Gerald Palmer, director of the missions section, and Oscar Romo, director of the language missions department, reported to the board here on their nine-day visit in October.
According to Romo, visiting Cuban Baptists today is "almost like stepping back 20 years ago into the Southern Baptist Convention." Unlike many SBC congregations in the United States, he said, most Cuban Baptist churches have maintained traditional programs.
Romo speculated that one reason for this is that the Cuban churches were so locked in that there was nothing that came in from the outside to influence changes."

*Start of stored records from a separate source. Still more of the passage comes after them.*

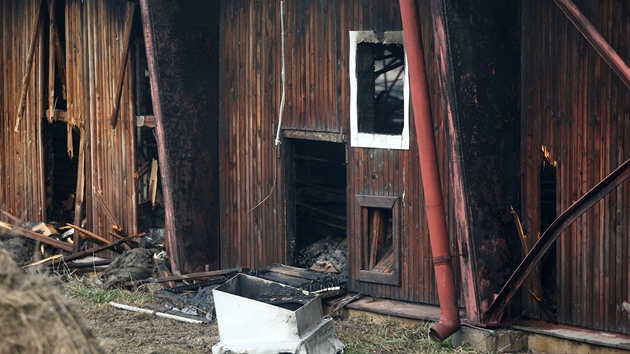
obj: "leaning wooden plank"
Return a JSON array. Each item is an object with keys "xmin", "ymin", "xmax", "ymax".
[
  {"xmin": 72, "ymin": 133, "xmax": 86, "ymax": 252},
  {"xmin": 42, "ymin": 236, "xmax": 139, "ymax": 268},
  {"xmin": 128, "ymin": 268, "xmax": 244, "ymax": 285},
  {"xmin": 14, "ymin": 0, "xmax": 43, "ymax": 132},
  {"xmin": 47, "ymin": 0, "xmax": 55, "ymax": 123},
  {"xmin": 63, "ymin": 223, "xmax": 110, "ymax": 245},
  {"xmin": 93, "ymin": 187, "xmax": 122, "ymax": 231},
  {"xmin": 149, "ymin": 158, "xmax": 159, "ymax": 207},
  {"xmin": 0, "ymin": 210, "xmax": 27, "ymax": 226},
  {"xmin": 109, "ymin": 302, "xmax": 204, "ymax": 324},
  {"xmin": 46, "ymin": 0, "xmax": 66, "ymax": 99},
  {"xmin": 0, "ymin": 221, "xmax": 72, "ymax": 252},
  {"xmin": 23, "ymin": 254, "xmax": 63, "ymax": 268},
  {"xmin": 266, "ymin": 264, "xmax": 327, "ymax": 281},
  {"xmin": 109, "ymin": 3, "xmax": 136, "ymax": 129},
  {"xmin": 368, "ymin": 209, "xmax": 384, "ymax": 269}
]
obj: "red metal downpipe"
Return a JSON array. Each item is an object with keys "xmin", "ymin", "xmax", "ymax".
[{"xmin": 399, "ymin": 0, "xmax": 461, "ymax": 342}]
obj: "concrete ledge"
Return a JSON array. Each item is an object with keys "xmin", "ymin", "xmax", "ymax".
[
  {"xmin": 450, "ymin": 325, "xmax": 528, "ymax": 353},
  {"xmin": 514, "ymin": 320, "xmax": 630, "ymax": 353},
  {"xmin": 335, "ymin": 297, "xmax": 630, "ymax": 353},
  {"xmin": 345, "ymin": 297, "xmax": 443, "ymax": 321}
]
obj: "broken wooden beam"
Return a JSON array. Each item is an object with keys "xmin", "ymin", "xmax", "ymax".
[
  {"xmin": 0, "ymin": 221, "xmax": 72, "ymax": 252},
  {"xmin": 42, "ymin": 236, "xmax": 140, "ymax": 268},
  {"xmin": 123, "ymin": 268, "xmax": 244, "ymax": 286},
  {"xmin": 63, "ymin": 224, "xmax": 111, "ymax": 245},
  {"xmin": 14, "ymin": 0, "xmax": 43, "ymax": 132},
  {"xmin": 135, "ymin": 115, "xmax": 156, "ymax": 128},
  {"xmin": 110, "ymin": 2, "xmax": 136, "ymax": 130},
  {"xmin": 46, "ymin": 0, "xmax": 66, "ymax": 100}
]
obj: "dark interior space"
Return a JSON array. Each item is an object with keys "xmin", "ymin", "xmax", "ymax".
[
  {"xmin": 136, "ymin": 126, "xmax": 164, "ymax": 232},
  {"xmin": 356, "ymin": 42, "xmax": 405, "ymax": 135},
  {"xmin": 540, "ymin": 164, "xmax": 557, "ymax": 314},
  {"xmin": 43, "ymin": 120, "xmax": 79, "ymax": 224},
  {"xmin": 132, "ymin": 10, "xmax": 152, "ymax": 117},
  {"xmin": 286, "ymin": 139, "xmax": 347, "ymax": 273},
  {"xmin": 44, "ymin": 0, "xmax": 67, "ymax": 112}
]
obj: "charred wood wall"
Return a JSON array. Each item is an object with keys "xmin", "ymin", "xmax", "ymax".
[
  {"xmin": 140, "ymin": 0, "xmax": 221, "ymax": 273},
  {"xmin": 522, "ymin": 0, "xmax": 630, "ymax": 333},
  {"xmin": 0, "ymin": 0, "xmax": 47, "ymax": 222},
  {"xmin": 218, "ymin": 0, "xmax": 459, "ymax": 305},
  {"xmin": 74, "ymin": 0, "xmax": 138, "ymax": 243},
  {"xmin": 1, "ymin": 0, "xmax": 137, "ymax": 242},
  {"xmin": 433, "ymin": 0, "xmax": 522, "ymax": 323}
]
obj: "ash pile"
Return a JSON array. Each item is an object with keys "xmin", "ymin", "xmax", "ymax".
[{"xmin": 296, "ymin": 235, "xmax": 348, "ymax": 281}]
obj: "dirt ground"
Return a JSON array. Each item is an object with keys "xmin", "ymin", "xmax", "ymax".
[
  {"xmin": 75, "ymin": 300, "xmax": 219, "ymax": 354},
  {"xmin": 73, "ymin": 297, "xmax": 481, "ymax": 354}
]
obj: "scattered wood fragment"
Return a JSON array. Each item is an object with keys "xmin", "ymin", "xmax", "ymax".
[
  {"xmin": 0, "ymin": 221, "xmax": 72, "ymax": 252},
  {"xmin": 155, "ymin": 258, "xmax": 174, "ymax": 288},
  {"xmin": 109, "ymin": 302, "xmax": 205, "ymax": 324},
  {"xmin": 149, "ymin": 158, "xmax": 159, "ymax": 207},
  {"xmin": 329, "ymin": 292, "xmax": 362, "ymax": 315},
  {"xmin": 63, "ymin": 224, "xmax": 110, "ymax": 245},
  {"xmin": 42, "ymin": 235, "xmax": 141, "ymax": 268},
  {"xmin": 122, "ymin": 268, "xmax": 245, "ymax": 286},
  {"xmin": 23, "ymin": 254, "xmax": 63, "ymax": 268},
  {"xmin": 93, "ymin": 188, "xmax": 123, "ymax": 232}
]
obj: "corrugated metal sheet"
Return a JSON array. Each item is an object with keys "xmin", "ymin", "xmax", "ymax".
[
  {"xmin": 218, "ymin": 0, "xmax": 457, "ymax": 305},
  {"xmin": 522, "ymin": 0, "xmax": 630, "ymax": 333}
]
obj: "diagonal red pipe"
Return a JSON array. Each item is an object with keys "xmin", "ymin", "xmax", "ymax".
[{"xmin": 399, "ymin": 0, "xmax": 461, "ymax": 342}]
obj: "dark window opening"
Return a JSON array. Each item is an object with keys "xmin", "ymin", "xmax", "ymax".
[
  {"xmin": 286, "ymin": 139, "xmax": 347, "ymax": 275},
  {"xmin": 366, "ymin": 207, "xmax": 393, "ymax": 272},
  {"xmin": 43, "ymin": 121, "xmax": 79, "ymax": 224},
  {"xmin": 356, "ymin": 195, "xmax": 400, "ymax": 286},
  {"xmin": 540, "ymin": 165, "xmax": 557, "ymax": 314},
  {"xmin": 356, "ymin": 42, "xmax": 405, "ymax": 135}
]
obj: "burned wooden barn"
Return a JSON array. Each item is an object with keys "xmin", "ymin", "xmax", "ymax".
[{"xmin": 2, "ymin": 0, "xmax": 630, "ymax": 344}]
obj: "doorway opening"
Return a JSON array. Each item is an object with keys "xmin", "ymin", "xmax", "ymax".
[
  {"xmin": 286, "ymin": 139, "xmax": 347, "ymax": 275},
  {"xmin": 43, "ymin": 121, "xmax": 80, "ymax": 224}
]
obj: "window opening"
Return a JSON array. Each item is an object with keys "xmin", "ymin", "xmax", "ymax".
[
  {"xmin": 367, "ymin": 207, "xmax": 394, "ymax": 272},
  {"xmin": 357, "ymin": 43, "xmax": 405, "ymax": 135},
  {"xmin": 350, "ymin": 31, "xmax": 409, "ymax": 150},
  {"xmin": 356, "ymin": 195, "xmax": 400, "ymax": 285}
]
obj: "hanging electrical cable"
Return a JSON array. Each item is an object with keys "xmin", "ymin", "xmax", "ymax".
[
  {"xmin": 249, "ymin": 0, "xmax": 285, "ymax": 213},
  {"xmin": 274, "ymin": 0, "xmax": 286, "ymax": 146}
]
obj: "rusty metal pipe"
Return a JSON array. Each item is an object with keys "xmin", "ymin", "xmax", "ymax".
[{"xmin": 399, "ymin": 0, "xmax": 460, "ymax": 342}]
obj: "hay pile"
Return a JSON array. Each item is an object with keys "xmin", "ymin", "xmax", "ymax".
[{"xmin": 0, "ymin": 249, "xmax": 105, "ymax": 354}]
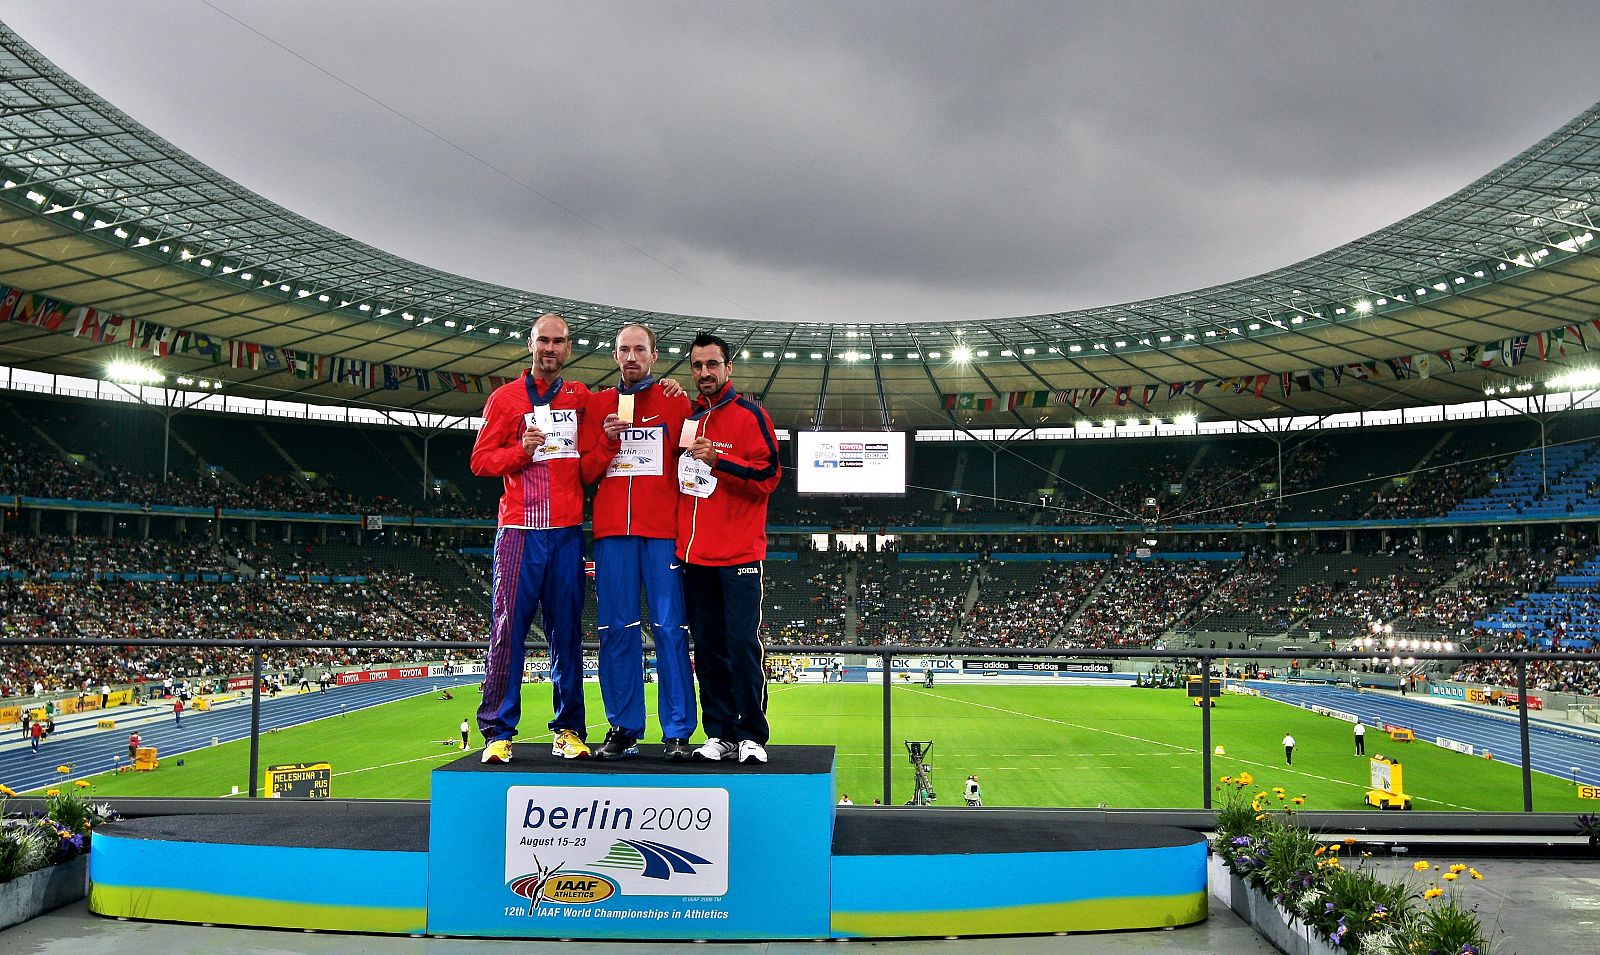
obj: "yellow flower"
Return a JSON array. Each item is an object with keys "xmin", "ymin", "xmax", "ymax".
[
  {"xmin": 1273, "ymin": 786, "xmax": 1286, "ymax": 794},
  {"xmin": 1449, "ymin": 863, "xmax": 1467, "ymax": 874},
  {"xmin": 1292, "ymin": 797, "xmax": 1305, "ymax": 805},
  {"xmin": 1314, "ymin": 846, "xmax": 1327, "ymax": 856},
  {"xmin": 0, "ymin": 783, "xmax": 16, "ymax": 797},
  {"xmin": 1255, "ymin": 813, "xmax": 1267, "ymax": 820},
  {"xmin": 1412, "ymin": 861, "xmax": 1431, "ymax": 872},
  {"xmin": 1424, "ymin": 887, "xmax": 1444, "ymax": 900},
  {"xmin": 1443, "ymin": 872, "xmax": 1457, "ymax": 882},
  {"xmin": 45, "ymin": 788, "xmax": 60, "ymax": 797},
  {"xmin": 1220, "ymin": 775, "xmax": 1232, "ymax": 784},
  {"xmin": 74, "ymin": 780, "xmax": 91, "ymax": 789},
  {"xmin": 55, "ymin": 765, "xmax": 71, "ymax": 775},
  {"xmin": 1343, "ymin": 837, "xmax": 1358, "ymax": 845},
  {"xmin": 1469, "ymin": 868, "xmax": 1483, "ymax": 880},
  {"xmin": 1237, "ymin": 772, "xmax": 1254, "ymax": 786}
]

There are some 13,500 Baptists in Cuba today in two conventions. The Baptist Convention of Western Cuba was once an SBC mission, while the Baptist Convention of Eastern Cuba was formerly affiliated with the American Baptist Churches. The Western Convention has about 7,000 members, while the Eastern unit has some 6,500. The SBC home mission staffers spent all their time with the Western Convention.
Romo and Palmer reported that all the 50 or so pastors and church leaders in the Western Convention who had been imprisoned by the Castro regime have been released. Many have joined their families in the United States.
"What happened in Cuba may have been the best thing that could have happened in terms of strengthening the indigenous church," Romo said. He indicated that the Home Mission Board is "hoping to establish such a relationship that we will not only be able to pray for our brothers, but to help as they desire."
Under present plans, the SBC Home Mission Board will attempt to reestablish and strengthen relationships with the Western Convention in Cuba. If mission work is reestablished, it will eventually be transferred to the SBC's Foreign Mission Board.